Qui sont ils ces frondeurs au discours d'hommes libres, alors que leur statut leur enjoint de se taire ?
Des poussières d'étoile, des maillons anonymes. Ils sont ceux qui tout au long de leur carrière veillent pendant que vous dormez, ceux qui risquent leur vie pour secourir des alpinistes, ceux qui vous réconfortent et se battent pour vous lorsque vous êtes une victime, ceux qui croient encore en des valeurs fondamentales que leur société banni, ceux à qui l'on s'adresse lorsque l'on ne sait plus à qui s'adresser, ils sont eux....
Suis je désabusée, découragée, aigrie ? non, je ne suis rien de tout cela, parce que je représente un uniforme que je protégerai jusqu'à mon dernier souffle. Je suis lucide au contraire et je vois l'objet de ce qui fut leur passion être galvaudé au gré des ministères, tantôt pris en exemple tantôt montré du doigt et de tout temps balloté au vent des objectifs. Culture du résultat, culture de la qualité, baisse des accidents par des opérations répressives, prévention routière, délinquance de proximité, délinquance à grande échelle, éfficience, économie de moyens mais jamais économie d'effort, tradition multiséculaire, uniforme, déontologie, courage, doutes. Je suis la Gendarmerie. Celle là même que l'on voudrait aujourd'hui vendre en lots, déraciner de son terrain de prédilection : la proximité.... pour mieux promouvoir la culture du résultat.
Et ceux qui me servent, dit-on, leur vox populi ne traduit pas la vox déi... C'est vrai, ceux qui me servent tiennent un autre langage, simple, humble et modeste, celui de la rue, des champs et des campagnes auxquels ils appartiennent. Ils ne demandent pas l'impossible, ils ne briseront jamais des vitrines , ne s'attaqueront jamais à une préfecture, n'investiront pas davantage un édifice public. Mais, pour cotoyer chaque jour la misère humaine, il connaissent la valeur d'un engagement. Ils sont capables de se battre tout en sachant d'emblée qu'ils perdront leur combat. Ne sous estimez pas leur détermination ni leur courage, ils ont trop l'habitude d'en montrer dans leur vie de tous les jours, ne pensez surtout pas qu'ils reculeront.
Au travers de leurs attentes, c'est de ma survie dont ils se soucient. Ils sont fiers de cet uniforme, toujours en accord avec leur vocation, mais plus en phase avec la contrepartie qu'on leur offre en échange, cet os sans viande à ronger et dont on pense qu'ils s'en contenteront.

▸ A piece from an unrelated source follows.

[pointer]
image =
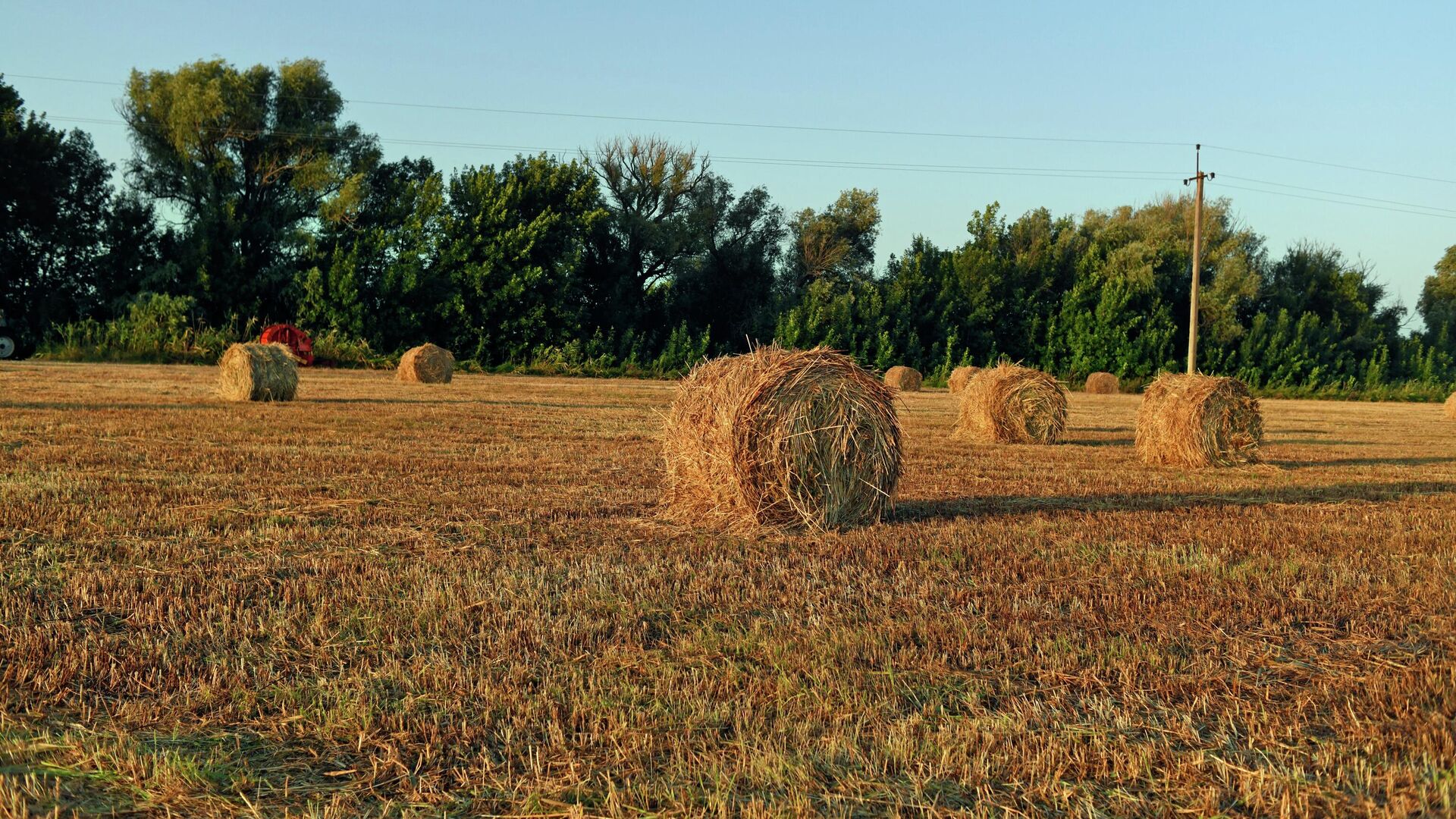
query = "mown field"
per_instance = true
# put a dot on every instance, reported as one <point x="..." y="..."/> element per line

Partir et quitter leur uniforme parce qu'ils ne sont plus en accord avec la doctrine ?. Ce serait chose bien trop facile et confortable pour ceux qui me regardent avec complaisance prendre l'eau de toutes parts, satisfaits pourtant de mon naufrage annoncé tant qu'aucune voix ne s'élève pour en troubler l'effondrement.
Travailler moins, en faire moins ? Est ce ce qu'ils veulent? Non, car jamais nous ils n'auraient endossé cet uniforme. Ils souhaitent que leur "maison", moi même, ne cesse sa glissade vers l'incohérence, ils souhaitent être reconnus à hauteur de ce qu'ils apportent, être rémunérés à hauteur de ce qu'ils sacrifient, être considérés à hauteur de ce que leur doit la République, ne plus être des faire valoir muets et serviles. Ils sont gendarmes, en sont fiers et en cela , ne vous attendez pas à les faire reculer. Ils traversé avec moi les siècles, les guerres et les épidémies, les luttes pour le pouvoir, les révolutions. Et ils sont toujours là, debout, impassibles et sûrs : Moi, la Gendarmerie Nationale, et eux, sans qui je ne serai plus qu'un murmure depuis longtemps déjà.
Mais je l'avoue, ils desespèrent aujourd'hui qu'un oeil bienveillant se pose sur leur condition de forçats de la République, que les chiffres officiels ne font travailler qu'un peu plus de 8 heures par jour. Ils ne veulent rien d'autre que de pouvoir regarder droit dans les yeux le métier qu'ils exercent et de constater, rassurés que je suis prête à traverser encore quelques siècles.